As a thought, there seems to be some complication from claims about toy models meant only to highlight a single point.
For example, the primary claim asked about in this question is:
Drug regulators’ acceptance of any statistically significant improvement shown in a single randomized trial and lofty drug prices has created a situation where it is now, hypothetically, profitable for a company to run a clinical trials portfolio of chemically inert compounds. While the current cancer drug pipeline is certainly superior to inert drugs, we must rethink market incentives to encourage transformational drug development.
– "Low-value approvals and high prices might incentivize ineffective drug development" (2018)

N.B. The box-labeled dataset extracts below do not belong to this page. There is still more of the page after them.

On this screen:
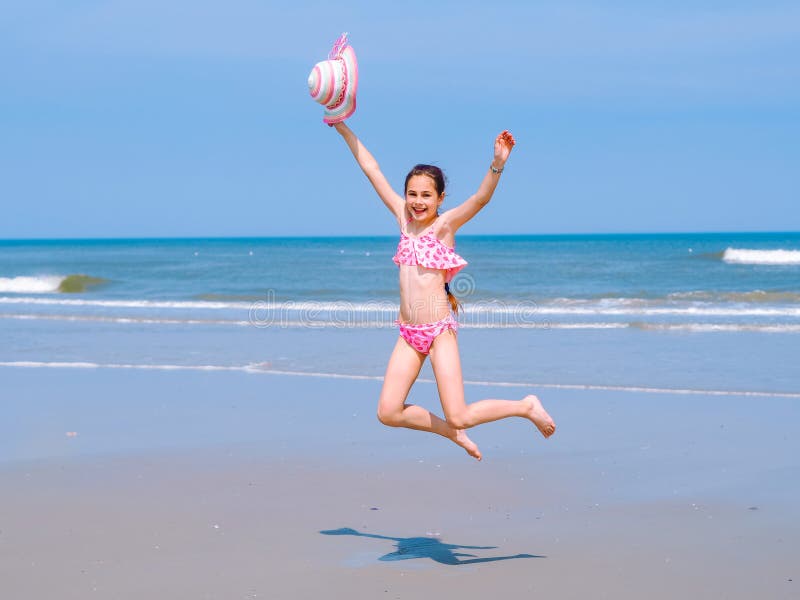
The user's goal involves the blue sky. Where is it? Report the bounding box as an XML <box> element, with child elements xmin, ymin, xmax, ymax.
<box><xmin>0</xmin><ymin>0</ymin><xmax>800</xmax><ymax>238</ymax></box>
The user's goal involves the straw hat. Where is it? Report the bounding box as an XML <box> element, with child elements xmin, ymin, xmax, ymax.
<box><xmin>308</xmin><ymin>33</ymin><xmax>358</xmax><ymax>125</ymax></box>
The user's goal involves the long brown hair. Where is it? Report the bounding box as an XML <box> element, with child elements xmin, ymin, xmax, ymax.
<box><xmin>403</xmin><ymin>164</ymin><xmax>461</xmax><ymax>314</ymax></box>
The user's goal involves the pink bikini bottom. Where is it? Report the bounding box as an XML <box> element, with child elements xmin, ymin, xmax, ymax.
<box><xmin>396</xmin><ymin>314</ymin><xmax>458</xmax><ymax>354</ymax></box>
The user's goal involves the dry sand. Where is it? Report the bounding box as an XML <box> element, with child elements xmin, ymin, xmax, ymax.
<box><xmin>0</xmin><ymin>369</ymin><xmax>800</xmax><ymax>600</ymax></box>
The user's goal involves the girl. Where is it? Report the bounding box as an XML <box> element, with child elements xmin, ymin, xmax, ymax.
<box><xmin>334</xmin><ymin>122</ymin><xmax>556</xmax><ymax>460</ymax></box>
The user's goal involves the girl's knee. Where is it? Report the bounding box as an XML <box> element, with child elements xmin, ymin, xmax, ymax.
<box><xmin>377</xmin><ymin>406</ymin><xmax>402</xmax><ymax>427</ymax></box>
<box><xmin>445</xmin><ymin>411</ymin><xmax>473</xmax><ymax>429</ymax></box>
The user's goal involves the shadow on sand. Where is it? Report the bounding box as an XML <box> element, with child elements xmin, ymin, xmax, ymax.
<box><xmin>320</xmin><ymin>527</ymin><xmax>545</xmax><ymax>565</ymax></box>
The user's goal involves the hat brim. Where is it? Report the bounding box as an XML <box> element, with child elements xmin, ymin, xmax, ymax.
<box><xmin>322</xmin><ymin>46</ymin><xmax>358</xmax><ymax>125</ymax></box>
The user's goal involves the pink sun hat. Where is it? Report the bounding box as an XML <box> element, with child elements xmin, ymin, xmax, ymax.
<box><xmin>308</xmin><ymin>33</ymin><xmax>358</xmax><ymax>125</ymax></box>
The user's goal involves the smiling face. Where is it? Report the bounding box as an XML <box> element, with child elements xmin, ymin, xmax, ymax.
<box><xmin>406</xmin><ymin>175</ymin><xmax>444</xmax><ymax>224</ymax></box>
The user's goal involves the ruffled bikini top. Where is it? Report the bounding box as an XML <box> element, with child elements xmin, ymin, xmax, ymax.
<box><xmin>392</xmin><ymin>221</ymin><xmax>467</xmax><ymax>283</ymax></box>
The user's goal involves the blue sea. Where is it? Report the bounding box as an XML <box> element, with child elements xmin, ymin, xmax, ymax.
<box><xmin>0</xmin><ymin>233</ymin><xmax>800</xmax><ymax>398</ymax></box>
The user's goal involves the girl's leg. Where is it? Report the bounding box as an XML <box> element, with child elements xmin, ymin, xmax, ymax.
<box><xmin>378</xmin><ymin>337</ymin><xmax>481</xmax><ymax>460</ymax></box>
<box><xmin>430</xmin><ymin>329</ymin><xmax>556</xmax><ymax>437</ymax></box>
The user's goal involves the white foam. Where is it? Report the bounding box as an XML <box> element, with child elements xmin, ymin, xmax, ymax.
<box><xmin>0</xmin><ymin>275</ymin><xmax>66</xmax><ymax>294</ymax></box>
<box><xmin>0</xmin><ymin>361</ymin><xmax>800</xmax><ymax>398</ymax></box>
<box><xmin>722</xmin><ymin>248</ymin><xmax>800</xmax><ymax>265</ymax></box>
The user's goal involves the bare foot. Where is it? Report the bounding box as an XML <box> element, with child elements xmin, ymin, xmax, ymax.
<box><xmin>453</xmin><ymin>429</ymin><xmax>482</xmax><ymax>460</ymax></box>
<box><xmin>522</xmin><ymin>394</ymin><xmax>556</xmax><ymax>438</ymax></box>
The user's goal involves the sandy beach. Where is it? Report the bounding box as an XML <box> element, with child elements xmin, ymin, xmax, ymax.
<box><xmin>0</xmin><ymin>368</ymin><xmax>800</xmax><ymax>599</ymax></box>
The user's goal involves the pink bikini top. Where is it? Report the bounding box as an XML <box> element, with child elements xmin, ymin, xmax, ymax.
<box><xmin>392</xmin><ymin>223</ymin><xmax>467</xmax><ymax>283</ymax></box>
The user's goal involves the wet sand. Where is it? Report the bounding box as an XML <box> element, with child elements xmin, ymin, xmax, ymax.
<box><xmin>0</xmin><ymin>368</ymin><xmax>800</xmax><ymax>599</ymax></box>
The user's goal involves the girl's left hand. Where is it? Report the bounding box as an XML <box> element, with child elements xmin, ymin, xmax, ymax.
<box><xmin>494</xmin><ymin>129</ymin><xmax>517</xmax><ymax>166</ymax></box>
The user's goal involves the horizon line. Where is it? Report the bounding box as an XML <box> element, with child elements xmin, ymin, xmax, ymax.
<box><xmin>0</xmin><ymin>230</ymin><xmax>800</xmax><ymax>243</ymax></box>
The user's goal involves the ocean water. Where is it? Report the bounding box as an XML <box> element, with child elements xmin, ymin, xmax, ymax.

In short, the authors are pointing out that anti-cancer drugs are frequently costly for benefits that may be questionable both in extent and statistical reliability – a situation that the market allows because people who're dying tend to be desperate for any solution, even costly, unpleasant solutions with a low chance of success. The authors seem to be of the opinion that this is an undesirable phenomena, and they argue that it can be somewhat reduced by requiring further testing for regulatory approval.
As the authors point out in their comment's only figure,
requiring another p<=0.05 test would be expected to reject 95% of false positives that would've otherwise received approval, increasing the break-even cost of an approved product 1/(1-0.95)=20 times from 440-million USD to 8.8-billion USD, assuming various simplifications that they lay out in their "thought experiment".
So, given that they're basically just pointing out a conceptual framework, do we fact-check them as though they were making a real-world claim? And if we do, then what do we fact check? I mean, the paper does reference real-world figures, but only as motivation; it doesn't actually rely on any of those real-world figures to be correct to make its argument – their "Fig. 1" pictured above was meant to highlight the results that they would obtain for different data, as the authors explicitly point out that they're using average/median estimates, basically to show some hypothetical results in their toy model, rather than comment on real drugs.
Then more generally beyond that particular question, how do we address abstract mechanistic claims in general?
I mean, all models are wrong, including the most fundamental laws of physics known today. So merely pointing out that a model isn't perfectly correct is a meaningless exercise; of course all economic models that don't reduce to pure logic are wrong! (And, under incompleteness, we can even say that purely logical claims can be wrong – but that's way off-topic.)
In practice, what we'd do isn't qualify a model as wrong/right, but rather discuss its practicality and merits/flaws. So, would an appropriate tact be to respond to an economics claim by launching into a discussion of economic theory? And if so, what would be the target endpoint: would we be trying to qualify the various merits of an economic idea, or what?
Finally, SE.Skeptics still doesn't have TeX enabled. Above, I managed
increasing the break-even cost of an approved product 1/(1-0.95)=20 times from 440-million USD to 8.8-billion USD
, but beyond such utterly trivial content, it's simply not practical to format math or data here.
I'm not really sure how to address hypothetical economic models as though they were factual claims about the real world, even when they're motivated by real-world scenarios and used as mechanistic explanations for real-world policy advocacy.
That said, I certainly wouldn't object SE.Skeptics expanding its scope to include critical analyses of theoretical frameworks (that's awesome fun!), though it'd be even more important to enable TeX if we'd like to go in that direction.